A couple of observations: - Many companies that start out with a good product experience eventually end up dwindling out into mediocrity - If the product starts out with a subpar experience, very rarely would the company turn things around later
So why is it that most companies start out with a mediocre product experience, or most likely end up with one?
The way design shapes up as a function in a company depends largely on the structure of the business.
Does speed of shipping reward business? Does quality of product reward business? Does shipping more often reward business?
When design works in the service of business, it shouldn’t be surprising that the nature of business ends up driving how design works.
Why most products end up a mess
Why most products end up a negligent mess is because the way their business is structured, it doesn’t leave them much time, bandwidth and need to get the details right. Such companies end up converging on what their version of ‘optimum design’ looks like. Amazon is a great example — for their business to do well, they need to run a lot of experiments around size & shape of banners, buttons, position of key UI elements and so on. You’d notice extremely experimental UI in their app often with multiple UI inconsistencies across pages and user flows. Maintaining UI / design System consistency not only becomes a secondary or tertiary objective, but often a moot one.
Need to continuously keep launching new products to stay alive? In the absence of templatisation and standardisation, your design quality will suffer and dwindle out.
Need to keep testing out new business models because the one you have currently isn’t rock solid? You’ll continue shipping MVPs (with reduced scopes and reduced attention to detail) until you figure out your actual business.
Building features with no direct primary connection to business outcomes? You’d continue having to fight for time & resources to keep polishing those, against the pushy business team that has objectives to meet.
Design & business models
Business models for digital products usually fall under these 3 categories:
|Business model||How it works||State of design|
|✅ Product-led||Your business is the product you sell. There wouldn't be a company if you take out the product.||Good design will be table-stakes, and design innovation will be encouraged.|
|🟡 Product-enabled||You're selling a commodity or a service that your product enables you to sell. But beyond that enablement, there's not much additional value that the product adds to the business. But if you take the product out, you'd not be able to run your business.||Good design helps, but it will get standardised.|
|⛔️ Product-supported||The product helps your business run marginally better but doesn't add more value than that. If you take the product out, you'd still be able to run the business as a service.||Design will converge to low quality, and will struggle in perpetuity.|
Companies like Apple & Airbnb – they are spectacular product-led businesses. What they make is exactly what they sell. They charge top dollar and a premium for their product. In return, they take their own time to refine and perfect their experience to a very singular sense of taste and refinement. They’re able to do this because their business allows them to ship slowly and intentionally. They make loud and spectacular announcements around their product launches because their business allows them to, and benefits if they do so. That’s a great setup.

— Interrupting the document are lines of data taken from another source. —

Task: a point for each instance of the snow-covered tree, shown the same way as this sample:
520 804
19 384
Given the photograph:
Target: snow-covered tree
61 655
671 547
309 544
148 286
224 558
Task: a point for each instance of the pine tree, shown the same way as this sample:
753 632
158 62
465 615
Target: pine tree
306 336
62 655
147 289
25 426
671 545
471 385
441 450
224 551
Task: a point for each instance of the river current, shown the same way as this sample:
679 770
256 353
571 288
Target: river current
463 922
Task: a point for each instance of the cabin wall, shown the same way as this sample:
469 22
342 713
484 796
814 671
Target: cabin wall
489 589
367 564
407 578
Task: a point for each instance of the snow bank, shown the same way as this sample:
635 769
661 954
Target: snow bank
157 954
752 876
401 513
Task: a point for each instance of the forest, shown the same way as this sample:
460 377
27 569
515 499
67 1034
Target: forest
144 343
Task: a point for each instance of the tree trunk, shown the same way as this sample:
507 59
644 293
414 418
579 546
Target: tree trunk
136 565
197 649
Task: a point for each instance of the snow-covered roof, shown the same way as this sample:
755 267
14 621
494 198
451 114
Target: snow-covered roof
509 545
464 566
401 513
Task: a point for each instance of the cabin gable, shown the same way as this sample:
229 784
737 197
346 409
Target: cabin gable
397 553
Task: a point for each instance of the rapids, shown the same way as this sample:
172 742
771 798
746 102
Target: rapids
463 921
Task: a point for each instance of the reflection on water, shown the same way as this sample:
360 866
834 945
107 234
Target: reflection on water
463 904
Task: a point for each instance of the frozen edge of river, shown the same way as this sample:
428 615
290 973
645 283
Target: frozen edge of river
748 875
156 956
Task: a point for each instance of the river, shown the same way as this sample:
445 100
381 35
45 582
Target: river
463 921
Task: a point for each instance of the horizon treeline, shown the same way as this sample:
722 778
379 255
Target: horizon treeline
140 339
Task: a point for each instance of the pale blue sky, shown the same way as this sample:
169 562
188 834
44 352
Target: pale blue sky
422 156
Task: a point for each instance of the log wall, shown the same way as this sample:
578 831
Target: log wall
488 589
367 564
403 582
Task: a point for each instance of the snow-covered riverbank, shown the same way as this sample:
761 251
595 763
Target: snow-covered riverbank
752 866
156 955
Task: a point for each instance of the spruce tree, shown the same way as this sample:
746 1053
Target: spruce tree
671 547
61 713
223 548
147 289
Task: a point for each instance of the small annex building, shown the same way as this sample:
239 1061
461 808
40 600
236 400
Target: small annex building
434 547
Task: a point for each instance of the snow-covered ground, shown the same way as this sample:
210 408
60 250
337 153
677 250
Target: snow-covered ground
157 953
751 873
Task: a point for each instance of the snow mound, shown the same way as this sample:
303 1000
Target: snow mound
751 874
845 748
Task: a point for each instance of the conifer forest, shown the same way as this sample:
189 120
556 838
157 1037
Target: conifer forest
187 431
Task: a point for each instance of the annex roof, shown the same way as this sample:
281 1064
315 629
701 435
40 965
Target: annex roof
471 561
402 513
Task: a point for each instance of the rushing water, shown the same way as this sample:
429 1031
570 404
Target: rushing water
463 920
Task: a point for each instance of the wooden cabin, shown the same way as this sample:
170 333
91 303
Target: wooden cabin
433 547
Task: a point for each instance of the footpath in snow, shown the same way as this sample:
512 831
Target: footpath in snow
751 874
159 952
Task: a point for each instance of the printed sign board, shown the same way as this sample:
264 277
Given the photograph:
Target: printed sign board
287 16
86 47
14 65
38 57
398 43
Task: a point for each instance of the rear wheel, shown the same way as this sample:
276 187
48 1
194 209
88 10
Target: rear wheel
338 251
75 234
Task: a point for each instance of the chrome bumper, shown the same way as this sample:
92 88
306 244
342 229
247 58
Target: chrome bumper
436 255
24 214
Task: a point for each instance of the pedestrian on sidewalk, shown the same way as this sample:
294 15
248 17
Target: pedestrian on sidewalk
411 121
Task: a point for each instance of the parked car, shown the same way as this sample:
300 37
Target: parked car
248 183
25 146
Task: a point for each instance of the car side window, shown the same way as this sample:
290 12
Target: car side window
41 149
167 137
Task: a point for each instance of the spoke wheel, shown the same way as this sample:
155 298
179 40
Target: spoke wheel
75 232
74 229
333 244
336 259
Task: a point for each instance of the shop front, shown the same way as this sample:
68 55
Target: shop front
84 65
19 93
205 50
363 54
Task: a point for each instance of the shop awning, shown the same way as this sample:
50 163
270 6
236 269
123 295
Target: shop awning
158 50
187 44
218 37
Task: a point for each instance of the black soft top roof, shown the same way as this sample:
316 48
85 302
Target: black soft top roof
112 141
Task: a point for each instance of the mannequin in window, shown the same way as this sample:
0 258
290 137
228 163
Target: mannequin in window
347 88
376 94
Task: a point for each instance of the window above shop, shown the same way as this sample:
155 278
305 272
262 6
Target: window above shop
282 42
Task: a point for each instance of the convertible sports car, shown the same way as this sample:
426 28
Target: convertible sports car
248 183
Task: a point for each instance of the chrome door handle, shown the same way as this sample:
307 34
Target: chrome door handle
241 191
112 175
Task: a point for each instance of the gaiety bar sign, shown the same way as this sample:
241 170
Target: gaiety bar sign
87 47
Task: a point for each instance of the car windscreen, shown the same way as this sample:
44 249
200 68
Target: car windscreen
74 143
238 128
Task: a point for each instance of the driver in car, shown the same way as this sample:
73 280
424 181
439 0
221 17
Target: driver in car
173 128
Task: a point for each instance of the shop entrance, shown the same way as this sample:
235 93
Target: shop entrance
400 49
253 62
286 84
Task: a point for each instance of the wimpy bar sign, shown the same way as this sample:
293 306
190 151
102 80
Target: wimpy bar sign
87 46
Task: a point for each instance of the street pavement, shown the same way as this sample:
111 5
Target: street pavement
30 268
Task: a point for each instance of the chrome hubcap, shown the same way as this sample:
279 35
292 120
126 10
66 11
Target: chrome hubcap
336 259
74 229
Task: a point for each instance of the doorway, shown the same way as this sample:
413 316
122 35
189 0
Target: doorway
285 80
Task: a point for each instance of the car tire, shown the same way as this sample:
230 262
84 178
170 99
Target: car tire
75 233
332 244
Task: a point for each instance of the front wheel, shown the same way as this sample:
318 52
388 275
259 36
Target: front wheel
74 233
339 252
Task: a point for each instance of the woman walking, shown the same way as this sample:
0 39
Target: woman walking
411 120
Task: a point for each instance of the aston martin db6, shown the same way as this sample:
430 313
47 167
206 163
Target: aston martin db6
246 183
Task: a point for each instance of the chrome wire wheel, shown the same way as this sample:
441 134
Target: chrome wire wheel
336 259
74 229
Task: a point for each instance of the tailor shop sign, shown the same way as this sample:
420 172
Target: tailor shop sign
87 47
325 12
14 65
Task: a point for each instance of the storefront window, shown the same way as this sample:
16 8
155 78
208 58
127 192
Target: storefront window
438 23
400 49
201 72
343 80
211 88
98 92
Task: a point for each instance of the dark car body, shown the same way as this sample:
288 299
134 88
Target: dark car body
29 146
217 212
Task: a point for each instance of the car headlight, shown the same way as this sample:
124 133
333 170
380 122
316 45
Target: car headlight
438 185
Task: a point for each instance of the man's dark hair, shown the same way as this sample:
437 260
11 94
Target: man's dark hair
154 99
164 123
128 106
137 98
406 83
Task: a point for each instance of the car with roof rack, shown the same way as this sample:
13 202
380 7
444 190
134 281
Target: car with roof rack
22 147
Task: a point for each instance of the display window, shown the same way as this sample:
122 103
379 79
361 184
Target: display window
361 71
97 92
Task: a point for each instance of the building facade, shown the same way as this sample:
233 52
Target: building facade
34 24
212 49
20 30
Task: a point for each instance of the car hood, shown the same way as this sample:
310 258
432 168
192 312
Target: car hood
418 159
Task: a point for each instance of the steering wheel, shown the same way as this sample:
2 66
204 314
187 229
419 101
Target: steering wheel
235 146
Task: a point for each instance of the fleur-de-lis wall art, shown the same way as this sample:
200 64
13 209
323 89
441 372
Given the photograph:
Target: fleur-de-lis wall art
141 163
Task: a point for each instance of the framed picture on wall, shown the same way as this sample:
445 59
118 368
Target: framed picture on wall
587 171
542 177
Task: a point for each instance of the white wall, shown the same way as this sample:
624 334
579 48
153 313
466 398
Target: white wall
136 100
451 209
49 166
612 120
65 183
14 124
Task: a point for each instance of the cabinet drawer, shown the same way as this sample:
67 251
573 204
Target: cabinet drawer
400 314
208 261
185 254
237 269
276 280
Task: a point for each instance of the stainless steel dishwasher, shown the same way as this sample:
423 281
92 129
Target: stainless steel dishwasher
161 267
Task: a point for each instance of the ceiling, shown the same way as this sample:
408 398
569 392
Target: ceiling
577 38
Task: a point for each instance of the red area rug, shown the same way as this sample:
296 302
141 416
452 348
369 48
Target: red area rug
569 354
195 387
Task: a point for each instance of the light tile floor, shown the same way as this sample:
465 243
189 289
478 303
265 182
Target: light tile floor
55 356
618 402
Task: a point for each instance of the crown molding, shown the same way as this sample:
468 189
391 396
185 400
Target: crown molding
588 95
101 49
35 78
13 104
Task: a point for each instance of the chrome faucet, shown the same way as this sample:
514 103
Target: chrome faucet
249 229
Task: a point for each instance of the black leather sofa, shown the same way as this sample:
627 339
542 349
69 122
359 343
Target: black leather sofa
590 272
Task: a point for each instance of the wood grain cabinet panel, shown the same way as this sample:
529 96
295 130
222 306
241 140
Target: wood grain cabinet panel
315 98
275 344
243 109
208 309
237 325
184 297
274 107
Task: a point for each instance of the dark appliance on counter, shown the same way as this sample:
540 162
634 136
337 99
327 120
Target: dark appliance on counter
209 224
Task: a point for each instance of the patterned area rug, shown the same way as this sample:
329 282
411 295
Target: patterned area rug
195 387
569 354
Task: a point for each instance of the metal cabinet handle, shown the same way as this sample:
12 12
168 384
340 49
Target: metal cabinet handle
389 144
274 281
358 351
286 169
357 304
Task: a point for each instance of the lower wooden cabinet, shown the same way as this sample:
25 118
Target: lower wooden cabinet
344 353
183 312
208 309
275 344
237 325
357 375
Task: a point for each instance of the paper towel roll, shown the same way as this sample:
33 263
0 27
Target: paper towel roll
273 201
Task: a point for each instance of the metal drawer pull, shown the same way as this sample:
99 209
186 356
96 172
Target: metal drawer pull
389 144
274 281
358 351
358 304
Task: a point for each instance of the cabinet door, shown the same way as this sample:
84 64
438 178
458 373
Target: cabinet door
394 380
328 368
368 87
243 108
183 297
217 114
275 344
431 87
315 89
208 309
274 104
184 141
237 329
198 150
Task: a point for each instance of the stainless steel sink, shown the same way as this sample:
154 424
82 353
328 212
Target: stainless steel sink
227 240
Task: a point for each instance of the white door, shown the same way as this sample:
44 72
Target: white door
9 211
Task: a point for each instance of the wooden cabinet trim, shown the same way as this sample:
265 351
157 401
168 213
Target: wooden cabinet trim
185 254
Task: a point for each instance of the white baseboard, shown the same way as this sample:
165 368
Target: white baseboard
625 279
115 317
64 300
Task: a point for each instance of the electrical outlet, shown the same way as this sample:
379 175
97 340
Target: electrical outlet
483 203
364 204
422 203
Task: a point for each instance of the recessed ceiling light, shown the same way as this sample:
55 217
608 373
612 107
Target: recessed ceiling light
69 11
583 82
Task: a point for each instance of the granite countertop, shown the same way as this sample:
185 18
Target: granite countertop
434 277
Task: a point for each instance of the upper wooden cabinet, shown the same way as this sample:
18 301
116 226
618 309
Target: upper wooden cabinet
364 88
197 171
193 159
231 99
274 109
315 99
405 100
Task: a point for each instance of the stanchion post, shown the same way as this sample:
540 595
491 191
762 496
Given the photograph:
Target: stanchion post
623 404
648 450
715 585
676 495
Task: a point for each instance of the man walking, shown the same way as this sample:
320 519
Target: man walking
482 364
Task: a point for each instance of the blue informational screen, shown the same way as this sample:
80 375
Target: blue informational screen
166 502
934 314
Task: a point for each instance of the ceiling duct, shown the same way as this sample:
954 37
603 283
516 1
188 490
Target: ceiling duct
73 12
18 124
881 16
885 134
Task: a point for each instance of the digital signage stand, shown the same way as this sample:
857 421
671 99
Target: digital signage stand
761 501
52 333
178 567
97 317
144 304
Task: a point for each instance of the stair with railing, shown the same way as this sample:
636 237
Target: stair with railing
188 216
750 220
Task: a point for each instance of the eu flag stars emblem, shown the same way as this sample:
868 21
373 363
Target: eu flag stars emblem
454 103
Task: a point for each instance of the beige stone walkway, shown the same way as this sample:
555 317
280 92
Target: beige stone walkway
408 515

One place that is ripe for disruption with the right alignment of how the business operates and how great products can be designed is Enterprise SaaS — you can take your own time, solve a problem really really well and charge top dollar for the product that you sell. Design can have the necessary time and breathing room to do an amazing job because of this business <> design alignment. There are many examples too: Shopify, Linear, GitHub, Asana and so on.
In the best case: Good design is good business. When this correlation is not true, executing exceptional design will generally be at odds (or decoupled) with building a good business and that friction will continue to manifest in very clear impediments to design.